Rechtsnorm: Art. 21 BV ;Art. 32 BV ;Art. 48 VwVG ;Art. 50 VwVG ;Art. 62 VwVG ;Art. 63 VwVG ;Art. 83 BGG ;
Referenz BGE:-
Kommentar:
-

Entscheid des Bundesverwaltungsgerichts

B u n d e s v e r w a l t u n g s g e r i c h t

T r i b u n a l a d m i n i s t r a t i f f é d é r a l

T r i b u n a l e a m m i n i s t r a t i v o f e d e r a l e T r i b u n a l a d m i n i s t r a t i v f e d e r a l

Abteilung VI F-1127/2019

U r t e i l  v o m  9.  J u l i  2 0 1 9

Besetzung Richterin Susanne Genner (Vorsitz), Richter Gregor Chatton,

Richter Yannick Antoniazza-Hafner, Gerichtsschreiberin Ulrike Raemy.

Parteien 1. A. ,

2. B. ,

Beschwerdeführende,

gegen

Staatssekretariat für Migration SEM,

Quellenweg 6, 3003 Bern, Vorinstanz.

Gegenstand Schengen-Visum zu Besuchszwecken für C. .

Sachverhalt:

A.

C. , eine 1991 geborene marokkanische Staatsangehörige (nachfolgend: Gesuchstellerin), hat bereits in der Vergangenheit mehrmals Schengen-Visa für einen längeren Aufenthalt in der Schweiz beantragt, deren Ausstellung jeweils von der Schweizerischen Botschaft in Rabat bzw. vom SEM verweigert wurde, letztmals mit Einspracheentscheid vom

18. April 2016 (vgl. Akten der Vorinstanz [SEM-act.] 1).

B.

Am 22. Oktober 2018 beantragte sie bei der Schweizerischen Botschaft in Rabat ein Schengen-Visum für einen elftägigen Besuchsaufenthalt im Kanton Zürich (vom 17. Januar 2019 bis 27. Januar 2019). Die Gastgeber (und Beschwerdeführenden) hatten zuvor am 16. Oktober 2018 ein entsprechendes Einladungsschreiben zuhanden der Schweizerischen Botschaft in Rabat verfasst, sich dabei als Schwager bzw. Schwester zu erkennen gegeben und erklärt, sie möchten der Gesuchstellerin (und Eingeladenen) die Möglichkeit geben, ihre Schulferien bei ihnen verbringen und sich erholen zu können (vgl. SEM-act. 4/19-23).
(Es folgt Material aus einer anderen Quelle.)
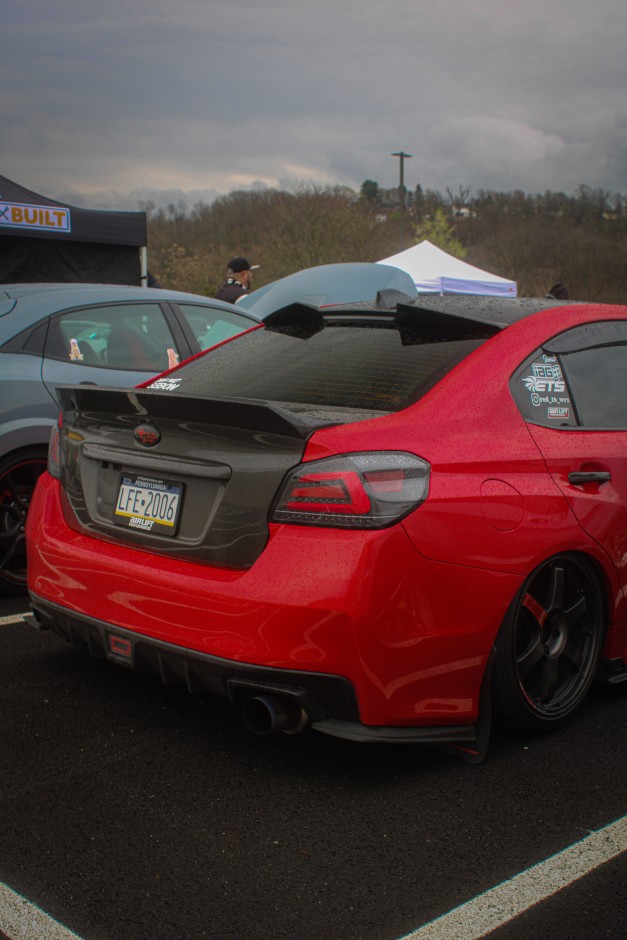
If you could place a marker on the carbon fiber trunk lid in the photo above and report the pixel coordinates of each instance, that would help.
(221, 461)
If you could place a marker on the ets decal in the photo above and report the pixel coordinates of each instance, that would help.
(547, 389)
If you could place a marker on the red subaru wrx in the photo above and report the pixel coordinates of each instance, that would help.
(381, 520)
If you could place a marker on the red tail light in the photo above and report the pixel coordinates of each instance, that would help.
(361, 491)
(54, 450)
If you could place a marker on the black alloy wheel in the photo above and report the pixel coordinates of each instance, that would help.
(18, 475)
(549, 646)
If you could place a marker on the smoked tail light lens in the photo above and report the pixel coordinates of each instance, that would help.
(54, 450)
(355, 491)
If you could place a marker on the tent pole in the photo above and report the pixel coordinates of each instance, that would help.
(143, 255)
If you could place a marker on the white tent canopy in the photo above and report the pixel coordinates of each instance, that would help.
(436, 272)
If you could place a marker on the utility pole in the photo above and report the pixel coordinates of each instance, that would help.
(401, 196)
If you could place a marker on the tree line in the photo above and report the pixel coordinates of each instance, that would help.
(579, 240)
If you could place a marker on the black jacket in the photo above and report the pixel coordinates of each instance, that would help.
(230, 290)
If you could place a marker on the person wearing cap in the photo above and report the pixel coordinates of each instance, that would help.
(239, 278)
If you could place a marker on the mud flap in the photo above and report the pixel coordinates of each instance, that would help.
(477, 752)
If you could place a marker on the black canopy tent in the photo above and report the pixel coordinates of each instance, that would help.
(43, 240)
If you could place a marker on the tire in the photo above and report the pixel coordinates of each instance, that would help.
(19, 473)
(549, 646)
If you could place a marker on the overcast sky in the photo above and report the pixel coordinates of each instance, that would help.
(197, 95)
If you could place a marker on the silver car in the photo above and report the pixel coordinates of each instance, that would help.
(55, 334)
(103, 334)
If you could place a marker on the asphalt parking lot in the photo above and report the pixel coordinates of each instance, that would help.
(132, 810)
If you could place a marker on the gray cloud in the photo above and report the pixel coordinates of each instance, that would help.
(147, 94)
Im Gesuch vom 22. Oktober 2018 gab C. an, Studentin am «Institut D. » in Agadir zu sein (vgl. SEM-act. 4/22). Dem Gesuch waren zwei Schreiben dieses Instituts beigelegt, datiert am 16. Oktober 2018. Darin wird bescheinigt, die Gesuchstellerin sei im Rahmen einer Weiterbildung im 2. Jahr für das Fach Buchhaltung eingeschrieben (Schuljahr 2018/2019); sie habe im Januar 2019 elf Tage Schulbzw. Semesterferien und werde am 28. Januar 2019 zurückerwartet (SEM-act. 4/16-17).

C.

Mit Formularverfügung vom 25. Oktober 2018 verweigerte die Schweizerische Botschaft in Rabat das Visum, dies mit der Begründung, die Absicht der Gesuchstellerin, vor Ablauf des Visums aus dem Hoheitsgebiet der Schengen-Mitgliedstaaten auszureisen, habe nicht hinreichend festgestellt werden können (SEM-act. 4/27).

D.

Gegen die Verweigerung des Visums erhoben die Gastgeber am 4. November 2018 Einsprache bei der Vorinstanz.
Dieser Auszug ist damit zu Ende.